The suit alleges that “RockYou recklessly and knowingly failed to take even
the most basic steps to protect its users’ PII (personally identifiable
information) by leaving the data entirely unencrypted and available for any
person with a basic set of hacking skills to take the PII of at least 32 million
customers.”
Read more:
http://www.consumeraffairs.com/news04/2010/01/rockyou.html#ixzz0bU0uS2cv
So now, Rockyou is being claimed to be responsible for exposures across the
OTHER platforms as well. As part of our risk mitigation service, we’ve been
warning site owners about the risks associated to holding PII information of
consumers. Its not just the email addresses alone that are risky (like the aweber
hack reported last week - I expect the impact of the aweber hack to be less
litigious). The aweber attack was ‘just email addresses’ that were exposed –
fairly low on the PII-scale.
On the Rockyou.com side, the PII exposure seems to be much larger since the
PII information included not just names and addresses, but now account
information for other services. So, from a ‘customer’ perspective, the
rockyou.com information could be the cinch point in targeting people who are
otherwise trying to be anonymous.
Consider this: A user has a facebook account, blog service, and a myspace
account. Consider this person has a private profile on facebook, an open blog,
and an open myspace account. Consider that the myspace account has some er….

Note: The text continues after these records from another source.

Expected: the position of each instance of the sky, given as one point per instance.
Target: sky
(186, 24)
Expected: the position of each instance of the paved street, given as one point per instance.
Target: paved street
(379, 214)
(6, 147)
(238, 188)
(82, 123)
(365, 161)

risque content.. on it (pick your genre). To date, this person was afforded
privacy since he/she could operate these services independently of each other.
Now, with the rockyou.com exposure, you have account information for everyone,
on each service. Anyone looking through the data could stitch the services
together and paint a pretty complete picture of this persons activities.
THAT is what makes this exposure large and frightful.
Rockyou was entrusted with the information, really did little to protect it (as
evidenced with clear-text passwords, etc.). As well, the exposure was documented
‘nicely’ by the hacker. That is, he posted enough information to document the
hack. He didn’t expose the information to the masses. However, if this hole was
there for xxx time (weeks, months, years!?!?), who knows who else has
this information, and what its being used for.
As business owners, we should be greatly concerned and watch this case with
interest. Since, other than big names (like Verisign, Heartland, etc.) who
simple swept it under the carpet and bought out the exposed people, this is one
of the first ’small’ companies being hit with this exposure and the lawsuit.
Reading the language of the lawsuit, you’ll see many joining this class
action suit, and the damages will probably rock rockyou.com quite hard. Since
they are small, don’t have the teams and reams of lawyers the big guys have, and
potentially, if they lose the case, would probably shutter the service.
So, a greatly valuable and popular service is now at risk (business-wise and
otherwise), because they didn’t invest in simple ongoing security scanning. Like
insurance, you only need it when you need it. I suspect the management in
hindsight would’ve invested a small amount in a regular scanning service like
ours. Its ‘cheap’ insurance, and our solution would’ve reported the exposure the
second they got a scan.
Knowledge is power, and protection is imperative in this time and age. Not
investing in simple security measures like this, really is criminal.